O produtor Gabriel Lenz vendeu cerca de 60% da produção a R$ 32 por saca. Agora, se não conseguir produzir, ele terá que pagar a diferença dos contratos ou comprar no mercado, com a saca a R$ 80 para honrar os compromissos.

De acordo com o advogado Alessandro Azzoni, em alguns contratos existem cláusulas que justificam a quebra de acordo em caso de força maior. “Por exemplo, uma estiagem muito grande, uma chuva torrencial, eu acredito, sim, que serviria como um caso fortuito de força maior, mas isso é uma interpretação judicial, então ainda existe essa fragilidade. Existem cláusulas também que são colocadas para o equilíbrio econômico financeiro dos contratos, quando são contratos de longos períodos, de ajustes de mercado”.

O presidente da Associação Brasileira dos Produtores de Soja (Aprosoja Brasil), Antônio Galvan, diz que a maioria dos contratos de venda antecipada não tem essa cláusula e quando tem não é respeitada pelo comprador. “Isso não tem como continuar dessa forma. Nós aceitarmos um produtor ficar devendo para uma empresa que sequer deu um centavo para ele ou tenha financiado a safra dele. Resumindo: se você não conseguiu produzir, o contrato tem que ser anulado, porque quem não deixou acontecer foi a natureza”, defende.

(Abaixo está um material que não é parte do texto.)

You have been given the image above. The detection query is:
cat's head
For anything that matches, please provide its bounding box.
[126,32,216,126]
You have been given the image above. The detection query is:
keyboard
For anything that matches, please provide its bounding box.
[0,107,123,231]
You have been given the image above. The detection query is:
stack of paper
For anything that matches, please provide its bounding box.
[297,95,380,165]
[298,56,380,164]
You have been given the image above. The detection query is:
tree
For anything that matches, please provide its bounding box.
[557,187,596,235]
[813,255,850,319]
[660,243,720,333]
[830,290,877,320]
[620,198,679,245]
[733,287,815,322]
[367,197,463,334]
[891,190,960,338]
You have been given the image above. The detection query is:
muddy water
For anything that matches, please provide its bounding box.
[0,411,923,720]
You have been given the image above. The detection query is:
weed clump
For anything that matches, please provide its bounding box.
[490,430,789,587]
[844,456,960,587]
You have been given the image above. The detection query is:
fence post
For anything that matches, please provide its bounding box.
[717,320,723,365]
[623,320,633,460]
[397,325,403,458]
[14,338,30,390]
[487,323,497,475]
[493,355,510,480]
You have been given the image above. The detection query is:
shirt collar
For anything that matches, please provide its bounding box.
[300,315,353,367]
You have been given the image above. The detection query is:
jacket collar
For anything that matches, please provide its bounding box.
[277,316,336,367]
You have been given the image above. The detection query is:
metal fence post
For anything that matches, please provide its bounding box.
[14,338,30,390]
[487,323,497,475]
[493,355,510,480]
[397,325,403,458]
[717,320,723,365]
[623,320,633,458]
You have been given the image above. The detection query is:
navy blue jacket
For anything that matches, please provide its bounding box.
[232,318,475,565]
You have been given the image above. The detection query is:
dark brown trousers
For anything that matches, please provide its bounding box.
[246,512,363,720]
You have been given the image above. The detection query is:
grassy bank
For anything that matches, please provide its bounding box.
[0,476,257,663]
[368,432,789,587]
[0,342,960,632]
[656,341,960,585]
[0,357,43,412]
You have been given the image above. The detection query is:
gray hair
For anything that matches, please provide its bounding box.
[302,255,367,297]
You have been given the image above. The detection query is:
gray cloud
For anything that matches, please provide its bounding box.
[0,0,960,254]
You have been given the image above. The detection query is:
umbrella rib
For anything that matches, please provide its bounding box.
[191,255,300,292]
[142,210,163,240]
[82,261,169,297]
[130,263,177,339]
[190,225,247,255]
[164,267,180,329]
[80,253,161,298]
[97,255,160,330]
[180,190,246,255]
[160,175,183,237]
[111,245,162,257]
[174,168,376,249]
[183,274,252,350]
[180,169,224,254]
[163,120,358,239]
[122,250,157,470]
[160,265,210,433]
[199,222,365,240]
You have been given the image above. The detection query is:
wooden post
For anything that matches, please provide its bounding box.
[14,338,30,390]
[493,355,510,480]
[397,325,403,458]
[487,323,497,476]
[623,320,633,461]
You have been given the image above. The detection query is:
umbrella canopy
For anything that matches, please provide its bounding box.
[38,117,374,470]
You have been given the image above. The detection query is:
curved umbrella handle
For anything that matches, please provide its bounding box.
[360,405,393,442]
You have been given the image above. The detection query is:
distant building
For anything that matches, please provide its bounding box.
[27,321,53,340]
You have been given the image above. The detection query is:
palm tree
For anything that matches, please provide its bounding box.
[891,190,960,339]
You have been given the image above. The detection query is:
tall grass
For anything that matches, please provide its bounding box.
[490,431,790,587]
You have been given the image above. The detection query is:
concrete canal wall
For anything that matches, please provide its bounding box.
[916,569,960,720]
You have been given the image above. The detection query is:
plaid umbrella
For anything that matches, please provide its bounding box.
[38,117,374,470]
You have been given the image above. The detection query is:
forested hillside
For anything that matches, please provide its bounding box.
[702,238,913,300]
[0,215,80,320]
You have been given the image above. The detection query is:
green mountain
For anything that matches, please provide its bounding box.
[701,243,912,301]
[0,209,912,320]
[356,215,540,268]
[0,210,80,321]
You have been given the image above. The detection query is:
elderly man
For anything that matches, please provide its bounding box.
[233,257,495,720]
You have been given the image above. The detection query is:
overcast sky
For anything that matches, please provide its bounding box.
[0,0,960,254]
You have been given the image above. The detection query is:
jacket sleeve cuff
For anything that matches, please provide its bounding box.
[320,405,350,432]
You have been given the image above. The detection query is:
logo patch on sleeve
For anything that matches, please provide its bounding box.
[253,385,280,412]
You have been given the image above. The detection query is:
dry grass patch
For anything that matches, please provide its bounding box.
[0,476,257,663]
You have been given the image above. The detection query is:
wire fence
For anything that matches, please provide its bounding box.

Em entrevista ao Rural Notícias, o presidente da Associação Brasileira das Indústrias de Óleos Vegetais (Abiove), André Nassar, diz que as empresas são sensíveis aos produtores que perderam a safra por fatores climáticos, mas não vão aceitar eventuais calotes deliberados, por questões de diferença de preço entre o que foi acordo e o valor atual de mercado. “Uma coisa é quebra de safra, outra é calote. Nesse caso, as empresas vão trabalhar para que ele cumpra o contrato. Não pode renegociar ou romper”.

Em Santa Catarina, produtores e compradores encontraram uma saída diante da quebra da última safra, por causa da seca: adiar a entrega. “As indústrias optaram por dar uma chance para o produtor. ‘Se você não colheu, eu não vou te matar. Eu preciso que você continue produzindo, você me paga o ano que vem’. Não vi nenhuma ação jurídica contra um contrato”, diz Enori Barbieri, vice-presidente da Federação da Agricultura e Pecuária do Estado de Santa Catarina (Faesc).

Galvan é contra o calote mas cobra reciprocidade quando essa disparidade de preços acontecer no sentido contrário. “Quando o produto cai muito de preço, eles começam a judiar do produtor na classificação. Produto para ele [as empresas] não serve, não presta. Querem fazer desconto”, diz.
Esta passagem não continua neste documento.